A participação desses personagens é mínima, talvez porque a presença deles exista menos para servir a uma trama e mais para consolidar um humor, uma ideia do que torna esse universo particular. Um filme sobre o tempo, portanto, e como lidamos com sua passagem. Olhando por esse lado, o drama que conecta três gerações de mulheres - Lydia, sua madastra (Catherine O’Hara) e sua filha adolescente (Jenna Ortega) - se agudiza na relação com homens motivados pela pressa. O mais próximo que Burton chega de romantizar o masculino é quando encontra um personagem que aceitou sua própria mortalidade, ou seja, seu próprio tempo.
Nada disso faz de Os Fantasmas Ainda se Divertem um “filme de mensagem”, e mesmo como narrativa linear a continuação pode frustrar pelo jeito descompromissado como flutua por suas subtramas. Se precisava apenas de uma atmosfera e alguns temas para voltar a Beetlejuice, Burton parece ter encontrado, e os amarra com leveza. O diretor não pode ser acusado de hipocrisia: ele sabe que o interesse de retomar a franquia é essencialmente comercial e não se imbui de uma suposta noção elevada de propósito para dirigir a continuação. Isso não significa que realiza o longa com cinismo; a volta ao modo de produção com stop-motion, animatrônicos e maquiagem de prostéticos serve para dar ao limbo sua consistência visual mas também denota um sincero prazer resgatado pelo táctil, em tempos de virtualidade.

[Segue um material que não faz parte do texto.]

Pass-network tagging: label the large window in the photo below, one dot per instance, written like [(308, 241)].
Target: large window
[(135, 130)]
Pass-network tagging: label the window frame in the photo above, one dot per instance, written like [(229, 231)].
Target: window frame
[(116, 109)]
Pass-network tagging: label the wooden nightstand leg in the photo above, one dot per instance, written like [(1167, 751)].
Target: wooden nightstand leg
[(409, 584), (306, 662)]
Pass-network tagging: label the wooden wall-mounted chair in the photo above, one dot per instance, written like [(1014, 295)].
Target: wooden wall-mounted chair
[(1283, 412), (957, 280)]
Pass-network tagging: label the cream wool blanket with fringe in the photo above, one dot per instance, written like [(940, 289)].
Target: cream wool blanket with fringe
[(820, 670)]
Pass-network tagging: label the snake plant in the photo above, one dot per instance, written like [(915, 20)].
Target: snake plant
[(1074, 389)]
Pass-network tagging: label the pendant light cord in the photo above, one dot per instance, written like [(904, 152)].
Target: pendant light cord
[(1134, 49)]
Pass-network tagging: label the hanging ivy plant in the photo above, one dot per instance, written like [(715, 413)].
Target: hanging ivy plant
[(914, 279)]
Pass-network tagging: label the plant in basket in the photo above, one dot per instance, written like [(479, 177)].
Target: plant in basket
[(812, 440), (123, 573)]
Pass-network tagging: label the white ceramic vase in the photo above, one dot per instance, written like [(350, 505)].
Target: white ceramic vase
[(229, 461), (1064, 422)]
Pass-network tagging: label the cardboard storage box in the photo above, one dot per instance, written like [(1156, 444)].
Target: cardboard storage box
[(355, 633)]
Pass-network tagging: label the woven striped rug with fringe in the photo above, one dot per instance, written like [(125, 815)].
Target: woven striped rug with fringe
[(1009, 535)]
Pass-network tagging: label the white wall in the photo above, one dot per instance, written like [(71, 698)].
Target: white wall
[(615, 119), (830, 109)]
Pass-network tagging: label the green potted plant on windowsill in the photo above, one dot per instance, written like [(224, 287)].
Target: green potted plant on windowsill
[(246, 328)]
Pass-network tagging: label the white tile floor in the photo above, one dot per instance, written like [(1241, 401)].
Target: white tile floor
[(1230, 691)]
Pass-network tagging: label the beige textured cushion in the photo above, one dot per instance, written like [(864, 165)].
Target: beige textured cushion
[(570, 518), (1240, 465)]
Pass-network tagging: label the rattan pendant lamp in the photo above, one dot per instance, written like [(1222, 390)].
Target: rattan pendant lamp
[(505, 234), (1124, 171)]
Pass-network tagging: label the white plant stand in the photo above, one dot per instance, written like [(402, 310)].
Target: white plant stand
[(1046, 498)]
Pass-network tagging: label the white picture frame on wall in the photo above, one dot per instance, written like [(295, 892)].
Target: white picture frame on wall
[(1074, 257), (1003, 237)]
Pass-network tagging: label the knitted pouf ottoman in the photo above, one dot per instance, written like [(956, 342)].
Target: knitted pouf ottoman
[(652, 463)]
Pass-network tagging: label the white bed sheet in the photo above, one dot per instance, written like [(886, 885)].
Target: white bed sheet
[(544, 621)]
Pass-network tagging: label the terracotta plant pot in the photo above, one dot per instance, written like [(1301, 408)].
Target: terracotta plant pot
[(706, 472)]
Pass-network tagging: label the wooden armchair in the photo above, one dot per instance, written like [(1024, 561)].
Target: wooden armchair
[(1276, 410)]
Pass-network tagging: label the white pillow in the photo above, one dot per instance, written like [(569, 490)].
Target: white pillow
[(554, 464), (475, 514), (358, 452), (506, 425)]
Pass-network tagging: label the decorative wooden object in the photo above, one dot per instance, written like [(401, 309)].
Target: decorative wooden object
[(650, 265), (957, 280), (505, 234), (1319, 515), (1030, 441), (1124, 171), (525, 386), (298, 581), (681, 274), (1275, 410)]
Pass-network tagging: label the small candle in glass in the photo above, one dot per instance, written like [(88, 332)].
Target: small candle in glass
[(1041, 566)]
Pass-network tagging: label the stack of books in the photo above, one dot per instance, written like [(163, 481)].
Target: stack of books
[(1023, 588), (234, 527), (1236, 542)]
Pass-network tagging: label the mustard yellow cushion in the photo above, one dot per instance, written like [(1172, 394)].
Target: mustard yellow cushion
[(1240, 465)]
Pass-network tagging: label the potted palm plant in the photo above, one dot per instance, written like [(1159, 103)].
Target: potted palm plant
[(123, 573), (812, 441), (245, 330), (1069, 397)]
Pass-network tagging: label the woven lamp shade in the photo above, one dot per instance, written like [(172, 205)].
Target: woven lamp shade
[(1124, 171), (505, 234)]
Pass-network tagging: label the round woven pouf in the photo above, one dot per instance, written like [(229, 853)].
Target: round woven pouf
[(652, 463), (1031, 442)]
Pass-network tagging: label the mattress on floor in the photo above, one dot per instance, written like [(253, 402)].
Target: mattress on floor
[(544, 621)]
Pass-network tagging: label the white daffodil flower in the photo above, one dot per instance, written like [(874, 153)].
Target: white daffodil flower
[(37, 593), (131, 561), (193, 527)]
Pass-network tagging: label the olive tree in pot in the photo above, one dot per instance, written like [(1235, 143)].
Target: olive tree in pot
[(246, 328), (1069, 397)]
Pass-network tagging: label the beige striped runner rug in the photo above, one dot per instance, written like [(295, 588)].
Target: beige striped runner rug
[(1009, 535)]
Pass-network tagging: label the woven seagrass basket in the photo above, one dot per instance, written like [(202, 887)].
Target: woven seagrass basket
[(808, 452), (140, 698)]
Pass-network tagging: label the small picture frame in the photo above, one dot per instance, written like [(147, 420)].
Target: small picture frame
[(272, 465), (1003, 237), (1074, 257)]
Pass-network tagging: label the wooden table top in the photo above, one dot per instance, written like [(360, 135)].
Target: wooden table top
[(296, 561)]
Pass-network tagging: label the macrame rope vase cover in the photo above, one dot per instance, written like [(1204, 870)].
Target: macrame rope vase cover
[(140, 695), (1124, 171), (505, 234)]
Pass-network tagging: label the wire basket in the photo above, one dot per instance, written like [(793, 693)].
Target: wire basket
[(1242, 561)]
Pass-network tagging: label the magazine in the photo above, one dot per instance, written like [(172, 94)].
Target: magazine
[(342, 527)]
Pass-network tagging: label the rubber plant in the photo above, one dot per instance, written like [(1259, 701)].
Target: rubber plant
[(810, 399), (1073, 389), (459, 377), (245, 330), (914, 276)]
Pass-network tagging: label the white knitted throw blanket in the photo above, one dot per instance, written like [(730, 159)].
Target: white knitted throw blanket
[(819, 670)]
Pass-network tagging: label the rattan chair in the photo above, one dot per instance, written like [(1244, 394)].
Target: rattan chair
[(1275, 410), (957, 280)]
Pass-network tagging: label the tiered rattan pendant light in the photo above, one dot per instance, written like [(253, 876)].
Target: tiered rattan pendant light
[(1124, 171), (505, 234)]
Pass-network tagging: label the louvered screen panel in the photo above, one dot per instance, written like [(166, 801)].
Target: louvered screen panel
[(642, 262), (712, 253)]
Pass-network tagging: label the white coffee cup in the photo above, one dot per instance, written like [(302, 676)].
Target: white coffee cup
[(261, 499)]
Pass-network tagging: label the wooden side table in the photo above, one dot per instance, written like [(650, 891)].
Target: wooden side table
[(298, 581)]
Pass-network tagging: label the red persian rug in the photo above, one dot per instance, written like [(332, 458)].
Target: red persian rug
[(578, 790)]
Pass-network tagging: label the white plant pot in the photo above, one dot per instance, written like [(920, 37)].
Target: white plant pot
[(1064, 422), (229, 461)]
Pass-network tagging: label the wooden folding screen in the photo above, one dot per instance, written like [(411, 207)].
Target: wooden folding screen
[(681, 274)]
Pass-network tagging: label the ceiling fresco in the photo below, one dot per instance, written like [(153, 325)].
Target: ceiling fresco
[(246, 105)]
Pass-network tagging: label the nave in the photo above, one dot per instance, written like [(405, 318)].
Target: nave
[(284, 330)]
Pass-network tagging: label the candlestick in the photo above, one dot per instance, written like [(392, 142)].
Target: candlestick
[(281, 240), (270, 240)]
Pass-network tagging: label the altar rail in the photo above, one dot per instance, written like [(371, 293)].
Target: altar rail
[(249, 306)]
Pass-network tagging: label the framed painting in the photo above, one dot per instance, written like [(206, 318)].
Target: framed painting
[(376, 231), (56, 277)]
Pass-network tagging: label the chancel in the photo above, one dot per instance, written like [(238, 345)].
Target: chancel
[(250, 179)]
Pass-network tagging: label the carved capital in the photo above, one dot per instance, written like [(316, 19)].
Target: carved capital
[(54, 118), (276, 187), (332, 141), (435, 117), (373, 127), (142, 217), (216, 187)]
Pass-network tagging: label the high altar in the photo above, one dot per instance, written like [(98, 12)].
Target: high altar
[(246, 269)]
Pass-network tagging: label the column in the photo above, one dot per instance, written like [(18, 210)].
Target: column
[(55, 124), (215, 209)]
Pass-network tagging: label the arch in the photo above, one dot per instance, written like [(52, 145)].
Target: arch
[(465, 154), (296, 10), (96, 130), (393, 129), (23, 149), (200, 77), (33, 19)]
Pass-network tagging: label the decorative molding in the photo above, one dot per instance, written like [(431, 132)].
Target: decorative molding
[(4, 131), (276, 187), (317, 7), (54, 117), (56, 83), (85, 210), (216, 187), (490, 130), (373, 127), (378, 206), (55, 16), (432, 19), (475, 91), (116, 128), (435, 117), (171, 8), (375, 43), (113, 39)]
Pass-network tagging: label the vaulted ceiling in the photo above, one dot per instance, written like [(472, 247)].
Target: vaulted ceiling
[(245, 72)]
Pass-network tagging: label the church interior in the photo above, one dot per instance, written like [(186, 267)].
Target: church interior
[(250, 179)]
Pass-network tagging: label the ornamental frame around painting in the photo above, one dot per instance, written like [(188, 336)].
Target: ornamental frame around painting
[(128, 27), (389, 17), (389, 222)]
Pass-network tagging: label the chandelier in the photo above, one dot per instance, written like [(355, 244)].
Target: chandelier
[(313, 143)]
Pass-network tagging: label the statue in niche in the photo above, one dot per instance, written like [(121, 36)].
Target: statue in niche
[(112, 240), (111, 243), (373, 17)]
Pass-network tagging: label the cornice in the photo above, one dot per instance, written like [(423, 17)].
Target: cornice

De qualquer forma, parece superestimado esperar que o anárquico Beetlejuice faça em 2024 a mesma função que teve em 1988. Antropólogos defendem que, desde que se organiza em sociedade e mitologias, a humanidade recorre aos rituais de exceção (como nas festas pagãs ou sazonais) e às narrativas do caos (categoria em que os tricksters se encaixam) para sondar de forma lúdica alternativas a seu modo de viver. Beetlejuice é um trickster contra os bons costumes na tradição de Pernalonga - não por acaso virou desenho animado logo em 1989 - e serviu perfeitamente para Tim Burton se apresentar ao mundo como um cineasta antielitista.
Em 1988, o pesadelo do limbo vinha associado à crítica da pequena vida burguesa, inscrita ironicamente no subúrbio de maquete, com sua mórbida repetição de rotina. Que trickster Beetlejuice ainda pode ser em 2024, quando todo discurso “perigoso” foi imunizado pelo cinismo generalizado e o suposto iconoclasta Deadpool é consagrado totem da familiaridade e do sucesso? Os Fantasmas Ainda se Divertem elege alguns alvos fáceis demais - a cena do castigo dos influenciadores digitais tem o sabor amargo do momento tópico - mas felizmente não faz disso sequer um esboço de propósito.
No fim, Beetlejuice nem parece tão infeliz assim como burocrata. Ele inclusive arruma para si um séquito de minions amarelinhos, só para entrar na tendência.